Think about what AI did to the volume side of the equation. When applying for a job takes twelve minutes instead of forty-five, more people apply. When a candidate can tailor a resume to a job description in seconds, every resume looks more qualified. When AI is screening on the other end too, the filtering is faster, but the criteria being filtered for is still whatever was in the job description, which in most companies was written two years ago by someone who has since left, edited by HR to be legally compliant, and approved by a hiring manager who skimmed it.
You put a high-speed tool on top of a low-clarity foundation and you do not get better hiring. You reach a faster state of confusion.
That is the job market we are in. And the leaders who are going to come out of it well are not the ones who buy better tools. They are the ones who fix the foundation before they turn the tools on.
Finding clarity is not a vision statement or a rewritten job description and it definitely is not just a better recruiter.
Clarity is a leader being able to answer, in plain language, three things: what problem this role needs to solve, what kind of thinking it requires to solve it, and what does the person who fails in this role look like, and why do they fail?
Most leaders can answer the first one loosely. Very few can answer the second one specifically. Almost nobody has taken the time that is necessary with the third one at all.
But here is what happens when you can answer all three.
Your job description stops trying to attract everyone and starts speaking to the ideal someone.
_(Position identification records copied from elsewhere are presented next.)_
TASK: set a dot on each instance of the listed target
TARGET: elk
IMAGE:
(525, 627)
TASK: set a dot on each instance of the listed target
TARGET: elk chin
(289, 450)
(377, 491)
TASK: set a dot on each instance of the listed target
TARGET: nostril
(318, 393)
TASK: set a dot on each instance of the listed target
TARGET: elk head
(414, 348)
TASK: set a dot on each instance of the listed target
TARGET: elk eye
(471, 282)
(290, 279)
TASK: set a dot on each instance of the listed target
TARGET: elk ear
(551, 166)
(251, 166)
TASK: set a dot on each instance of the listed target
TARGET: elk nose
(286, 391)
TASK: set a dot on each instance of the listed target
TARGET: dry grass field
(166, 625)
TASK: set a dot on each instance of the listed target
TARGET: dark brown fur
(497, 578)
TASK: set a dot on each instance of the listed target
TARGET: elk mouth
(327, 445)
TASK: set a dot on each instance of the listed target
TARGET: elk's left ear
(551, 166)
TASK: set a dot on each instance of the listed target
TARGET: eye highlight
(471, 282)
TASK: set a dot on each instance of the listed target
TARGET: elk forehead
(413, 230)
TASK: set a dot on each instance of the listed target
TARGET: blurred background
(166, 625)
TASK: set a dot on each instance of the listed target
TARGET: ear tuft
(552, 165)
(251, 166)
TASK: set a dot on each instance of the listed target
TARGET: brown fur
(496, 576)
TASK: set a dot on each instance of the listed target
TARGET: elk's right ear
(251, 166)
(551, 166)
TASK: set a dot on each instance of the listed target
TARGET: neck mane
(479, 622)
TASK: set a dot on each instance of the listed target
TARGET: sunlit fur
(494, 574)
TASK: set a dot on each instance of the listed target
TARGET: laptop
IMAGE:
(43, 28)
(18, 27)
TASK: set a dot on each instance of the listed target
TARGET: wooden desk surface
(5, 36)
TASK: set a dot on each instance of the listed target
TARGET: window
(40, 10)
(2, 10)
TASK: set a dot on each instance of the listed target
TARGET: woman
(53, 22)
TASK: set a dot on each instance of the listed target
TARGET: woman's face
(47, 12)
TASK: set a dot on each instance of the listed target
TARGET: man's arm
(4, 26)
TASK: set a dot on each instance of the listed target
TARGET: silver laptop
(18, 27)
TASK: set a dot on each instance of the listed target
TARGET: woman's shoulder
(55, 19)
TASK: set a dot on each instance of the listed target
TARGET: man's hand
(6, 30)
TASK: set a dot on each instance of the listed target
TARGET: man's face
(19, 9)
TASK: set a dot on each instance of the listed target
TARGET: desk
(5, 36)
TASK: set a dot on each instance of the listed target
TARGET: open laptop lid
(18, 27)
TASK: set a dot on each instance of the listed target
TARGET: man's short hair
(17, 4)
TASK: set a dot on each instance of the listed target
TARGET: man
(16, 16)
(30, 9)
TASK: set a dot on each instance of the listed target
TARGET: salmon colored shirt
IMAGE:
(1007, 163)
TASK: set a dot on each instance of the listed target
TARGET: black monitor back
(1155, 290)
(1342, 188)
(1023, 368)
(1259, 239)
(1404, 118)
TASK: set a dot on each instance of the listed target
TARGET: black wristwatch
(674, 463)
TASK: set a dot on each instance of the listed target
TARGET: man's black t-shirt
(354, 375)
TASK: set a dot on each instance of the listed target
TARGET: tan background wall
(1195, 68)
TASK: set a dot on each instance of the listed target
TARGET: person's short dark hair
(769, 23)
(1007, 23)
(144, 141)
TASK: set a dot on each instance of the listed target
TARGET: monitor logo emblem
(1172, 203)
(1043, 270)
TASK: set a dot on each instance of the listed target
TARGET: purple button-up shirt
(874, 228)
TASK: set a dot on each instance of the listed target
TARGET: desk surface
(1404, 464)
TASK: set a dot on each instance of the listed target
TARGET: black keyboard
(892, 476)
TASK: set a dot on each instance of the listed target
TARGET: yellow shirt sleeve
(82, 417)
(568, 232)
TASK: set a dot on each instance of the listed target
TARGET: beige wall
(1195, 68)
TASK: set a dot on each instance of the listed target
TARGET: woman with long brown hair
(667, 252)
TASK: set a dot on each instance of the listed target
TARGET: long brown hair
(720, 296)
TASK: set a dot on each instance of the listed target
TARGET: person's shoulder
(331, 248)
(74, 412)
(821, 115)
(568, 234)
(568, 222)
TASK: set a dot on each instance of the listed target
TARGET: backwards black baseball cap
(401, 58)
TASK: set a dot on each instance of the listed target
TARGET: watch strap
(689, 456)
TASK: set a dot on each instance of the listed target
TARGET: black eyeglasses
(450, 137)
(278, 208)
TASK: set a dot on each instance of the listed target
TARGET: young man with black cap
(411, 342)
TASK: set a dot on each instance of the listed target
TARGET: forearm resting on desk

The screening criteria your HR team uses is specific enough to actually screen. The interviews get shorter and more useful because both sides know what they are evaluating. The onboarding is better because expectations were clear before the person started. And six months in, when you look at the hire, it looks like the decision you intended to make rather than the closest. This is what can happen when the mission is clear enough to operationalize.
Here is the thing I did not say to executive Mike: A lot of leaders are unclear about what they need because getting clear requires admitting that the org chart they built does not quite match the strategy they are actually running. That the role they are hiring for exists because someone left and they have not stopped to ask whether it should be rebuilt or reimagined or whether the work should live somewhere else entirely.
An amiable executive team, and solid communication processes can lead to rapid refinement and clarity that makes your organizations thrive as others struggle to find the right hire and even to survive. But it does require brutal honesty that is timely and that can be hard at the pace we are all rolling forward in the AI age.
The organizations that do this well bring someone into the conversation who can ask the questions that are too close to home to ask from the inside. Someone who can sit with a leadership team and say, without agenda: what are you actually trying to build here?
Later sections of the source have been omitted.